What other creatures have evolved, and how do they effect your pack?
Are there males and females in the species, or are they asexual, or do they need a third sex as a catalyst?
How long in Human terms is the gestation of young.
What is their evolution? (Already asked in other posts, but still pertinant.)
What do these creature look like. What is their specific anatomy? How do they move? What is their locomotion? How do they kill? How do they eat? Do they have proprietary protocols within the pack structure?
Where are they on the evolutionary scale in terms of civilization?
What is their biology, and how does it work?
Do they passed on memories build up over time?
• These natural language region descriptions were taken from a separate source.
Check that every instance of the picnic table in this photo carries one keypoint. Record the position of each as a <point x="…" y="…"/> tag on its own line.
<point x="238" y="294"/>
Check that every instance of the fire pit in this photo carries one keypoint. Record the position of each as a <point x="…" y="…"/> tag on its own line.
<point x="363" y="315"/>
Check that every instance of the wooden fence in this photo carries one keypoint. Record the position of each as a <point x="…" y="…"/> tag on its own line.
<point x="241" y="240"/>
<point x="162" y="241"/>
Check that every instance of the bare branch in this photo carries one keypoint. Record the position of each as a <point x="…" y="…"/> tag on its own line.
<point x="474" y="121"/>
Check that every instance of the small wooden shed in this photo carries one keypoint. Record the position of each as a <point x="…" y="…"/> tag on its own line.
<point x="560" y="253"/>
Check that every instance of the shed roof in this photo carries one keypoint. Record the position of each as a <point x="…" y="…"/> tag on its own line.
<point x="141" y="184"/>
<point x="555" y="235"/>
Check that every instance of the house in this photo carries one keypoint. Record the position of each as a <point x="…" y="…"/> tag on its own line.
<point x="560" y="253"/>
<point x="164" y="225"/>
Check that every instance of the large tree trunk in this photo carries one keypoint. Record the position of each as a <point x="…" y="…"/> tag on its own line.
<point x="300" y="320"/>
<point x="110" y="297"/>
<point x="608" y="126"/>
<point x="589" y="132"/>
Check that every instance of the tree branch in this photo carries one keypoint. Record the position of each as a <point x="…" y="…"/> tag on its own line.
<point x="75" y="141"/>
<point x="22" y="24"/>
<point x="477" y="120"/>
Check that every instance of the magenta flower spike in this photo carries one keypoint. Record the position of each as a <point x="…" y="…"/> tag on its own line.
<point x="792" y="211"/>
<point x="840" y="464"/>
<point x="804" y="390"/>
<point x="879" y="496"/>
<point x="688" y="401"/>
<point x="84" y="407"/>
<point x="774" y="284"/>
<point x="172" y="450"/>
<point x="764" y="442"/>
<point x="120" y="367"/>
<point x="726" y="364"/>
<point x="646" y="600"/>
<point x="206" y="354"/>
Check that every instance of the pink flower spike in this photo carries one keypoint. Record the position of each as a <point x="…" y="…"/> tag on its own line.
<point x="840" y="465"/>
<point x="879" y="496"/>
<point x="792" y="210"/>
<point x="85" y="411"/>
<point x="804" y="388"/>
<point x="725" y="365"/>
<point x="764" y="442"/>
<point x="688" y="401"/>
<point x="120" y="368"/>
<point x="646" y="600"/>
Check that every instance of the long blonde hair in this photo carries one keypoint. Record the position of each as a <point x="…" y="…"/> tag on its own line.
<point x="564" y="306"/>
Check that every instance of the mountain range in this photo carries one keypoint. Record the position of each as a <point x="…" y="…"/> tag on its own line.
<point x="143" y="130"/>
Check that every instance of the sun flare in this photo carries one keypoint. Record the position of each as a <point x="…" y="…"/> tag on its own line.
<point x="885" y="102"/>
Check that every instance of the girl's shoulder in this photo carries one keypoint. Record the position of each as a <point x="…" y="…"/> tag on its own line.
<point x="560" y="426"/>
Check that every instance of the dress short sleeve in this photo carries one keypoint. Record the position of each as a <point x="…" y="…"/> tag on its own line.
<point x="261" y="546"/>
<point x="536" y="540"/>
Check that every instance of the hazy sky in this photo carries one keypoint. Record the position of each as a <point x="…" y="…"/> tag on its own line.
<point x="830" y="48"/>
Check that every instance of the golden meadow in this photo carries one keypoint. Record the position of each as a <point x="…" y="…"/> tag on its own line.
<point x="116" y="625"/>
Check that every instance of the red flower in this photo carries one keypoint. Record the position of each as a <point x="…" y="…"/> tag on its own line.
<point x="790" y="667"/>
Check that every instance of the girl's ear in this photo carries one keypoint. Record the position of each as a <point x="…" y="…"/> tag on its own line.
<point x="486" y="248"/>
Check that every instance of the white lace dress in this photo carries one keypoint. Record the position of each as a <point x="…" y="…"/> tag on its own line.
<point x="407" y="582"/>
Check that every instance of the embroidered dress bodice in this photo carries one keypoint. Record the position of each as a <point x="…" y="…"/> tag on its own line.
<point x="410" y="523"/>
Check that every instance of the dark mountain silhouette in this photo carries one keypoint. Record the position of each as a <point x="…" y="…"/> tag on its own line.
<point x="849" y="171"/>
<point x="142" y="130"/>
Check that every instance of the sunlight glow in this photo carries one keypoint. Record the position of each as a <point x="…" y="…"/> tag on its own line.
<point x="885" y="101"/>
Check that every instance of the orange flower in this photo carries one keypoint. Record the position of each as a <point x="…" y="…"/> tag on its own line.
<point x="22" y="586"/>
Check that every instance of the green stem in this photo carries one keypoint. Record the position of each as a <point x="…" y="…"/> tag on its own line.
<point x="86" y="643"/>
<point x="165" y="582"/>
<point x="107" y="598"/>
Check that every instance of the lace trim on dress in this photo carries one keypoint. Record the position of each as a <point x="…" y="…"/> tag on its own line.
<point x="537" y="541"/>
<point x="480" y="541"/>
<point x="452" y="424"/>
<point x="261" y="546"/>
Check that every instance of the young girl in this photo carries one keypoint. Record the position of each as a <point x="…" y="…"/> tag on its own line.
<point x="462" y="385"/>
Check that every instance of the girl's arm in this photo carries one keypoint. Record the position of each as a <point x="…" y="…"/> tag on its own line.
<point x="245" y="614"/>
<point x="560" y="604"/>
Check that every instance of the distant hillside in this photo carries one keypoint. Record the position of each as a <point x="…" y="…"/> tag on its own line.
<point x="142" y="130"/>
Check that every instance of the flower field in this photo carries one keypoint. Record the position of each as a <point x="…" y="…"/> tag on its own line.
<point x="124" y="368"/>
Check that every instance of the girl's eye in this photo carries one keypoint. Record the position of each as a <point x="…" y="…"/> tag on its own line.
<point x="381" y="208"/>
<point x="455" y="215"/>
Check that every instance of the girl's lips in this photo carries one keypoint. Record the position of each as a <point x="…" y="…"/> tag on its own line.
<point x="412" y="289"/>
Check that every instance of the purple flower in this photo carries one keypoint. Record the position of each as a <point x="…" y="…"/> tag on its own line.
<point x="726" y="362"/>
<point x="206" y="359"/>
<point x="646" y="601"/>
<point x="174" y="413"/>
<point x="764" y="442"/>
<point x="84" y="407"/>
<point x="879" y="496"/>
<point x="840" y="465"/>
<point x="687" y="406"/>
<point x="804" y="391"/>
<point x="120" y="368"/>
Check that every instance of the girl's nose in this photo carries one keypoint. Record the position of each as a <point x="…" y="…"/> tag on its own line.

Do they become smarter and wiser over time? Or do the things passed on become instictual?
Does the offspring retain both parents memories, or just the carrier's? Do they retain all the memories or just some of them?
What is their culture and society? How is it organized? Are there leaders, or bloodlines? Are there fueds? Are there different tribes? If so, what are their differences?
Do they have art, law, writing, building, civilization, etc?
What is their world like? Some worlds, like Mercury for example, one of its days takes two of its years to complete.
What does their world look like?
Thus how is the time measure on this world? What are its seasons.
What is the goal of the gestalt? To survive and to perpetuate?
What is it's solar system like? How many Suns? How many Moons? How many plantets?
Do they have legends? Prophecies? A genetic memory?
What are their secrets?
What are their stengths and weaknesses?
What do they fear?
What do they love? Do the love at all? Do they hate?
Their planet, though hostile to Humans, does it have any resources that would bring Humanity there to brave that environment.
If there was an individual who separated itself from the pack what would it gain, and why? How could it survive?
Can this species and other alien races (humans, etc.) co-exist? If so, how? What would be the impediments in doing so from both sides?
Is this species a spacefaring people, or are they, as of yet, planet bound.
Do they have special abilities? Do they have magics? Do they have science.
Does their bloodlust rule them or do they rule it?
Can they be kind to each other? Can they be kind to other species?
Can they have relationships, both with others of their own species, as well as interspecies.
Blah, blah, blah!
I could go on, but I hope this is suffient fodder for thought.
Don't give up! Write a cohesive story. I, for one, will read it, and give you the best feedback I can.
WP
[This message has been edited by Warrior Poet (edited August 09, 2004).]